Howdy from Cheecargo!
Texas is brown. I dislike Texas alot. It’s such a treat to sit out on a porch and remember that there is such a color as green and it is possible for plants to be alive. And I’m not sweating my booty off at 8:00 in the morning.
While I enjoy a lovely breakfast with different dishes 🙂 Ohhh the little things in life. I brought my handy dandy snackpack *just in case* so I had some Kashi cereal that was ready to be devoured with fresh (already-pitted) strawbs and half a banana.
My aunt is an incredible baker, and has been one of my main inspirations in opening a bakery in the future. These muffins are always freshly made when we come, because I’m obsessed to say the least. They’re cinnamon banana, with a crumb topping which cannot be beaten by even the darkest of chocolates.
Yesterday I said I was excited to get away from home and just relax with family without having to worry about work, school, blah blah blah. Still, I brought along my snackpack (which is almost gone already) and some workout DVDs so I could still be active and would have no excuses to get out of it.
Welp, this morning I was just not feeling working out at all. And you know where that left me? In an extreme guilty state, fretting over what’s going to happen to my body by the end of the day if I don’t get in some sort of workout. I contemplated skipping breakfast because I “couldn’t afford the calories” and I almost had a panic attack thinking about a second day off in a row.
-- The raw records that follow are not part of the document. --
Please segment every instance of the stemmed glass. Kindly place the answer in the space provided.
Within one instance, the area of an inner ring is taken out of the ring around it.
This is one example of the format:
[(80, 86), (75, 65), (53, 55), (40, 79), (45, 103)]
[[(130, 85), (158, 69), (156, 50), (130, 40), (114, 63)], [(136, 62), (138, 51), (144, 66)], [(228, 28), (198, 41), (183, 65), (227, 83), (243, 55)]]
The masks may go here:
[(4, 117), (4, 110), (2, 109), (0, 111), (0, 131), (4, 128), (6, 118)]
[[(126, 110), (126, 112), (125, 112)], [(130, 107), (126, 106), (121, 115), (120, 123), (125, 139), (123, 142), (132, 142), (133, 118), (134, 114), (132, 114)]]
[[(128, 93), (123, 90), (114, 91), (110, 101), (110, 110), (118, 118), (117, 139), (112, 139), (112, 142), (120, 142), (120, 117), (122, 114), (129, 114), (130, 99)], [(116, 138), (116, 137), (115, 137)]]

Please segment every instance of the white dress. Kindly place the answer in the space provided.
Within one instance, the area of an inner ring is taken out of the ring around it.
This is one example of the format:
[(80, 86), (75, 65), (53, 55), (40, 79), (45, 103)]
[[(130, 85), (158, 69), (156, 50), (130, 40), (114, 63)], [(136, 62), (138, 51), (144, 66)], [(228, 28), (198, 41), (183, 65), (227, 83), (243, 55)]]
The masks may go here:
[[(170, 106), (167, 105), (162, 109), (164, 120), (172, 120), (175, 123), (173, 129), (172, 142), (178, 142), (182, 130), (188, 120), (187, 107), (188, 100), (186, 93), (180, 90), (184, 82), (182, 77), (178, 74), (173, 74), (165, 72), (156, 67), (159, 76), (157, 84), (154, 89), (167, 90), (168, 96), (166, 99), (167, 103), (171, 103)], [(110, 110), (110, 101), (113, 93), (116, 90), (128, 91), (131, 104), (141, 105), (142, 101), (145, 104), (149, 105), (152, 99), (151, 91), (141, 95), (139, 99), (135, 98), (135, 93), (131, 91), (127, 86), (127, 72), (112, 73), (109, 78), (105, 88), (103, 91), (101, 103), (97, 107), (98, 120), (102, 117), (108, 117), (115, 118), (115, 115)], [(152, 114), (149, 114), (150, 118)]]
Okay, I am on vacation people. I’m not eating 8 Big Macs and 5 pounds of spaghetti in one sitting, so I probably won’t blow up like a whale overnight. I came to relax and already I’m stressing out more than I was back at home. Ach when does this end!
I said a quick prayer about it and surrendered my body and day to our freaking awesome God and was reminded that my body isn’t mine, and taking a few days off won’t hurt a thing. It’ll actually probably help. It will be challenging, but after
surviving enjoying Italy without a real workout for 8 days, I know I can make it through four days.
Do you deal with exercise guilt? How do you overcome it? Okay obviously there’s no hiding that I do, and usually instead of giving into the guilt, I challenge myself to take a few more days off than planned just to prove to my irrational mind that there is nothing wrong with resting!